= Quasi-abelian category =

In mathematics, specifically in category theory, a quasi-abelian category is a pre-abelian category in which the pushout of a kernel along arbitrary morphisms is again a kernel and, dually, the pullback of a cokernel along arbitrary morphisms is again a cokernel.

A quasi-abelian category is an exact category.

==Definition==

Let $\mathcal A$ be a pre-abelian category. A morphism $f$ is a kernel (a cokernel) if there exists a morphism $g$ such that $f$ is a kernel (cokernel) of $g$. The category $\mathcal A$ is quasi-abelian if for every kernel $f: X\rightarrow Y$ and every morphism $h: X\rightarrow Z$ in the pushout diagram

$$\begin{array}{ccc}
X & \xrightarrow{f} & Y \\
\downarrow_{h} & & \downarrow_{h'}\\
Z & \xrightarrow{f'} & Q
\end{array}$$

the morphism $f'$ is again a kernel and, dually, for every cokernel $g: X\rightarrow Y$ and every morphism $h: Z\rightarrow Y$ in the pullback diagram

$$\begin{array}{ccc}
P & \xrightarrow{g'} & Z \\
\downarrow_{h'} & & \downarrow_{h}\\
X & \xrightarrow{g} & Y
\end{array}$$

the morphism $g'$ is again a cokernel.

Equivalently, a quasi-abelian category is a pre-abelian category in which the system of all kernel-cokernel pairs forms an exact structure.
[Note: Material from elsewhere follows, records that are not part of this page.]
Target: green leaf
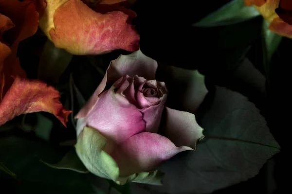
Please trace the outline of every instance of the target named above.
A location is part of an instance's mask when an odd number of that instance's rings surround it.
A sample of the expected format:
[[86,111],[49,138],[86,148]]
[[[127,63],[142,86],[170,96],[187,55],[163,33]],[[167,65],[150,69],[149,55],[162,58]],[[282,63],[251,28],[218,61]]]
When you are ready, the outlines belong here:
[[89,173],[82,162],[78,158],[75,149],[69,151],[59,162],[55,164],[50,164],[41,159],[40,160],[50,167],[57,169],[71,170],[80,173]]
[[215,98],[203,103],[211,107],[196,115],[205,141],[195,151],[179,154],[161,166],[164,185],[136,185],[133,193],[212,193],[253,177],[279,152],[255,105],[239,93],[216,88]]
[[[81,121],[80,119],[79,119],[78,122]],[[163,173],[157,170],[141,172],[127,177],[120,177],[116,162],[104,150],[110,150],[114,146],[97,130],[85,126],[78,135],[75,147],[76,153],[84,165],[90,172],[98,176],[111,179],[121,185],[130,181],[156,185],[162,184]]]
[[73,57],[72,54],[55,47],[52,41],[47,40],[40,58],[38,78],[50,84],[55,83]]
[[16,175],[10,171],[2,162],[0,162],[0,170],[5,172],[15,179],[17,178]]
[[281,42],[283,36],[274,33],[270,30],[269,22],[264,20],[262,29],[262,47],[263,53],[263,63],[268,81],[269,79],[270,64],[271,59],[278,46]]
[[22,133],[19,137],[2,135],[0,142],[0,159],[20,182],[0,171],[3,191],[13,194],[93,194],[86,175],[52,169],[38,159],[57,160],[63,154],[45,141]]
[[259,13],[254,6],[246,6],[243,0],[234,0],[192,26],[210,27],[233,24],[259,15]]
[[108,180],[110,184],[110,189],[113,189],[119,194],[130,194],[131,189],[128,183],[120,185],[111,180]]

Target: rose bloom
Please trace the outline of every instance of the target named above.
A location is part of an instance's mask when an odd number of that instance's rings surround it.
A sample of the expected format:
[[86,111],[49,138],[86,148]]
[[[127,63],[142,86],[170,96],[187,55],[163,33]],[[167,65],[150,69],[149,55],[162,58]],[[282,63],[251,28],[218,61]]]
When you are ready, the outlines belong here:
[[157,67],[140,50],[120,56],[76,115],[76,150],[89,171],[119,184],[159,185],[157,165],[194,150],[203,138],[195,115],[165,106],[167,89],[155,79]]
[[55,47],[76,55],[139,49],[140,36],[130,24],[136,13],[124,7],[130,4],[128,1],[46,1],[39,26]]
[[269,29],[281,35],[292,38],[291,0],[245,0],[246,5],[254,4],[270,23]]

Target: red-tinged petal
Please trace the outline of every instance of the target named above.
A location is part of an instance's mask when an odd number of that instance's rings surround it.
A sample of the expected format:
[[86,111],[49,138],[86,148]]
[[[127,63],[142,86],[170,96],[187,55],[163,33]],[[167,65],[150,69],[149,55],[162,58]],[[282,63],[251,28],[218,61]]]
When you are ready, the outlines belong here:
[[40,27],[56,47],[72,54],[139,49],[140,36],[123,12],[102,14],[80,0],[48,0],[45,11]]
[[275,18],[270,24],[269,29],[281,35],[292,38],[292,25],[285,22],[280,18]]
[[[115,85],[119,88],[125,82],[128,82],[126,76],[118,80]],[[128,84],[128,86],[129,83]],[[119,143],[145,131],[142,114],[126,97],[115,92],[115,88],[113,86],[101,94],[92,111],[76,127],[77,135],[84,126],[89,126],[97,130],[107,139]]]
[[292,11],[292,1],[291,0],[280,0],[279,7],[286,10]]
[[162,121],[162,134],[178,147],[184,145],[196,149],[197,142],[204,136],[195,115],[167,107],[164,114],[165,120]]
[[8,37],[13,43],[29,37],[37,30],[39,13],[43,13],[44,0],[0,0],[0,13],[9,17],[15,24]]
[[127,1],[128,0],[100,0],[98,2],[99,4],[106,4],[108,5],[111,5],[113,4],[118,3],[121,2]]
[[[19,41],[33,35],[36,31],[39,18],[38,11],[41,12],[44,8],[44,1],[0,0],[0,13],[8,17],[15,24],[15,27],[6,33],[5,40],[11,45],[11,53],[2,65],[2,71],[5,75],[2,96],[14,81],[11,75],[26,76],[17,57],[18,44]],[[1,79],[3,80],[2,78]]]
[[185,150],[177,147],[169,139],[158,134],[141,133],[117,146],[110,154],[120,169],[120,176],[126,177],[140,172],[149,172],[161,162]]
[[2,99],[3,88],[5,81],[3,72],[4,61],[11,53],[10,48],[1,42],[3,41],[3,33],[15,25],[8,18],[0,14],[0,101]]
[[63,107],[59,97],[57,90],[44,82],[16,77],[0,102],[0,125],[21,114],[45,111],[66,126],[71,111]]
[[106,86],[111,86],[116,80],[125,75],[132,77],[138,75],[147,80],[155,79],[157,69],[157,62],[145,55],[140,50],[130,54],[120,55],[117,59],[110,62],[106,75],[98,87],[75,118],[86,116],[92,107],[97,103],[98,96]]
[[267,0],[244,0],[244,4],[246,6],[255,4],[257,6],[263,5],[267,2]]
[[275,12],[282,20],[292,25],[292,1],[280,0],[279,7],[275,9]]
[[279,6],[279,0],[267,0],[261,6],[255,5],[256,9],[261,14],[265,19],[271,22],[277,16],[275,10]]
[[134,11],[126,8],[127,7],[127,1],[124,1],[113,4],[89,4],[87,5],[96,12],[101,14],[106,14],[107,12],[114,11],[121,11],[129,16],[128,21],[130,22],[134,18],[136,18],[137,14]]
Given a pre-abelian category, those kernels, which are stable under arbitrary pushouts, are sometimes called the semi-stable kernels. Dually, cokernels, which are stable under arbitrary pullbacks, are called semi-stable cokernels.

==Properties==

Let $f$ be a morphism in a quasi-abelian category. Then the induced morphism $\overline{f} : \operatorname{cok} \ker f \to \ker \operatorname{cok} f$ is always a bimorphism, i.e., a monomorphism and an epimorphism. A quasi-abelian category is therefore always semi-abelian.

==Examples and non-examples ==

Every abelian category is quasi-abelian. Typical non-abelian examples arise in functional analysis.

- The category of Banach spaces is quasi-abelian.
- The category of Fréchet spaces is quasi-abelian.
- The category of (Hausdorff) locally convex spaces is quasi-abelian.

Contrary to the claim by Beilinson, the category of complete separated topological vector spaces with linear topology is not quasi-abelian. On the other hand, the category of (arbitrary or Hausdorff) topological vector spaces with linear topology is quasi-abelian.

==History==

The concept of quasi-abelian category was developed in the 1960s. The history is involved. This is in particular due to Raikov's conjecture, which stated that the notion of a semi-abelian category is equivalent to that of a quasi-abelian category. Around 2005 it turned out that the conjecture is false.

==Left and right quasi-abelian categories==

By dividing the two conditions in the definition, one can define left quasi-abelian categories by requiring that cokernels are stable under pullbacks and right quasi-abelian categories by requiring that kernels stable under pushouts.